Caregiving is a demanding role that requires immense devotion and compassion. As caregivers attend to the needs of others, it can take its toll on them. The mental strain on caregivers is real, stemming from the unrelenting demands of providing care to others. They often struggle to balance personal and professional responsibilities, which can manifest as feelings of guilt or burnout. The weight of witnessing the struggles and suffering of those they care for adds an emotional burden that further contributes to mental strain.

“Burnout does not develop overnight and cannot be solved with a short-term solution,” explained Kaela Farrise, LMFT. “It requires a consistent care practice for oneself, including sufficient rest and boundary setting that keeps us mostly in our window of capacity,”

Farrise is a Licensed Marriage and Family Therapist, speaker, and researcher. She founded Therapy While Black, an organization dedicated to eliminating mental health stigma in the Black community. She strives to create safer and culturally affirming mental health spaces that center the fullness of Black humanity. When Farrise is not talking about boundaries, trauma, and mental health, she sees virtual therapy clients throughout California. Farrise spoke with 21Ninety about how to unwind as a caregiver and manage burnout.

Managing Burnout as a Caregiver

The constant responsibility and emotional strain can lead to burnout if not addressed. Burnout among caregivers is a tangible risk due to constant demands. Juggling caregiving responsibilities without breaks or support can lead to exhaustion and emotional strain.

“Taking breaks as you can, caring for your basic physical and mental needs, such as sleeping, eating, etc., and finding support spaces can be helpful. Caregivers often experience symptoms of anxiety, depression, and other mental health challenges. These challenges don’t mean there is anything wrong with them,” Farrise said.

She suggests recognizing signs that you are being negatively impacted in a way that may need additional support—for example, changes in behavior, motivation, appetite, and ability to sleep. Also, increased irritability or tearfulness and struggling to do things that are typically easy are a few signs to be wary of, among others,” she continued.

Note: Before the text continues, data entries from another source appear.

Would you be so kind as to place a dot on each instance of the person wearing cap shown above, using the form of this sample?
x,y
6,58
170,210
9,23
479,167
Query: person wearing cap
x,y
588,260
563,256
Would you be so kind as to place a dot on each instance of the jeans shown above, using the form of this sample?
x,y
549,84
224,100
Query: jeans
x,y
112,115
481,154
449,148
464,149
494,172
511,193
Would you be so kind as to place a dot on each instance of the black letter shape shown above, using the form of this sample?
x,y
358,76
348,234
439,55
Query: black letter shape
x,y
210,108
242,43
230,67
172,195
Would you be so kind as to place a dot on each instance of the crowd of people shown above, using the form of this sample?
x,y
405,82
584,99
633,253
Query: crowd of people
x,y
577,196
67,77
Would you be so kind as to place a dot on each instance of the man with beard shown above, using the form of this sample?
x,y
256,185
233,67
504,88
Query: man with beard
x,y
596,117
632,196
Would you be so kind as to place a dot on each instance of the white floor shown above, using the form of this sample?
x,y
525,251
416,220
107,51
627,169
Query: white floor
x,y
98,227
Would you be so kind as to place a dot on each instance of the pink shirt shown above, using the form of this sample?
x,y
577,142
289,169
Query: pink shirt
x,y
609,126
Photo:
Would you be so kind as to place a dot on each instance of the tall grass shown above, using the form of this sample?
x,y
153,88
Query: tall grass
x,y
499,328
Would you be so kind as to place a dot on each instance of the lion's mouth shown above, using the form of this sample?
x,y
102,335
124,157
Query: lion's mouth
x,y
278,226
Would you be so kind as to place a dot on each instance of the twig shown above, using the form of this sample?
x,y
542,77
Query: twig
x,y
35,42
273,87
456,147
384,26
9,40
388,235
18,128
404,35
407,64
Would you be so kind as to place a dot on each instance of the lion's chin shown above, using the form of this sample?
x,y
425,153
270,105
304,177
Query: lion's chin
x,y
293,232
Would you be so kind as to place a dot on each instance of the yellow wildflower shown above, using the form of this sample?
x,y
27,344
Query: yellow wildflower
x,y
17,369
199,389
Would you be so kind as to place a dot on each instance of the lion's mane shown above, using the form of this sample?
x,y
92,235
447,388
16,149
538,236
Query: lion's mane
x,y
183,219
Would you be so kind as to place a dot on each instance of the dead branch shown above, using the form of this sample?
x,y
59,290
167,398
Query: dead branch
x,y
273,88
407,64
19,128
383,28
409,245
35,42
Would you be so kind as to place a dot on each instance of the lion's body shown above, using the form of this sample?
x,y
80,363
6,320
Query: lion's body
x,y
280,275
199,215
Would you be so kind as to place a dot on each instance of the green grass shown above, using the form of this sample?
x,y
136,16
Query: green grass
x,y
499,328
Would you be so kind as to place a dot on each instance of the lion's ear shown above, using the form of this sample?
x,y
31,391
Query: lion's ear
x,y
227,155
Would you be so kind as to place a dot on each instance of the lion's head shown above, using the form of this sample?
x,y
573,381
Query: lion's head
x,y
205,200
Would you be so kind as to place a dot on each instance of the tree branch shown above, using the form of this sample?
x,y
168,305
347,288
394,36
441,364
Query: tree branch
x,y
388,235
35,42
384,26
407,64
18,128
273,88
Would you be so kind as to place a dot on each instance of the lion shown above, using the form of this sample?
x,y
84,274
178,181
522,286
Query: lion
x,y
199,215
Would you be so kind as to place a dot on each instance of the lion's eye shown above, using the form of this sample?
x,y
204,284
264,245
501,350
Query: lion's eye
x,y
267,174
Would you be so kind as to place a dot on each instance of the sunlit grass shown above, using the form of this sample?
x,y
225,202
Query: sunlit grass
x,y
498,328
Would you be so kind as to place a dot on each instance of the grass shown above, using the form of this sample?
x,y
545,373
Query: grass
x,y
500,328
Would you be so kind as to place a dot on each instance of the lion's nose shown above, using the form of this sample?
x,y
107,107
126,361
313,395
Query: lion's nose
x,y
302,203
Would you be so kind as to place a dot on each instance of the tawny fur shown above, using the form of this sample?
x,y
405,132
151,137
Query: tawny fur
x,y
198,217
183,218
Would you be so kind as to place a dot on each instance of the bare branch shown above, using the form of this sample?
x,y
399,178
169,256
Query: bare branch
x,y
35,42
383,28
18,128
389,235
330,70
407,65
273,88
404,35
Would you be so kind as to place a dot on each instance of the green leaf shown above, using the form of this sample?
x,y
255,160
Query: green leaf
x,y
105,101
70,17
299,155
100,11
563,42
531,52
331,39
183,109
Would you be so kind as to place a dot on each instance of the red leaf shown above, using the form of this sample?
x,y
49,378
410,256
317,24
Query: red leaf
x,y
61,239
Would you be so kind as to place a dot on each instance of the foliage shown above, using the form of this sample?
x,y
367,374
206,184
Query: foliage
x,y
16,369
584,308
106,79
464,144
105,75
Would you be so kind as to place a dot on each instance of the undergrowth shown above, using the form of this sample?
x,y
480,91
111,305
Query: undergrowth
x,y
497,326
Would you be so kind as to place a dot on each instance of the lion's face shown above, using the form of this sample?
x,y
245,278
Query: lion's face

Farrise understands that sometimes it’s hard to ask for or accept help, even if you have a support system, but it’s crucial.

Another way to manage burnout is by setting boundaries. Farrise developed a five-part boundary-setting framework to help individuals with boundary setting.

“First, acknowledge what is being said or done that you need to change. Next, name the feeling. Then, tell people when the feeling is coming up. Afterward, I let them know what I’m going to do. Finally, offer some alternatives,” she shared.

Unwind as a Caregiver with These Techniques

Finding simple ways to unwind is imperative. Implementing strategies to manage stress is essential for caregivers to maintain their well-being. By proactively incorporating different relaxation techniques, caregivers can successfully find balance and unwind.

“Different techniques work for people, like deep breathing, progressive muscle relaxation, guided imagery meditations, and more. It doesn’t have to be long or complex. One minute is a great goal. It could be as simple as sitting an extra minute in your car listening to a favorite song before going inside,” Farrise recommends.

Unfortunately, caregivers often feel guilty when considering taking time for themselves. The constant demands of caregiving may create a sense of obligation to prioritize others over personal needs. Nonetheless, acknowledging that self-care is not selfish but crucial for overall well-being is essential.

“Guilt is huge in the lives of caregivers! I often have clients write a kind reminder on a Post-it and place it somewhere visible. This can be things like ‘I also deserve to be cared for’ or ‘I still deserve joy.'” Remembering that we must be well to provide the support others require is helpful for some folks,” she explained.

Farrise advised that caregivers should always look for small moments of joy. It doesn’t have to take a long time or be much work. For instance, listening to a favorite song, having a favorite snack, or spending a minute in the sunshine can be small ways we claim a moment of joy.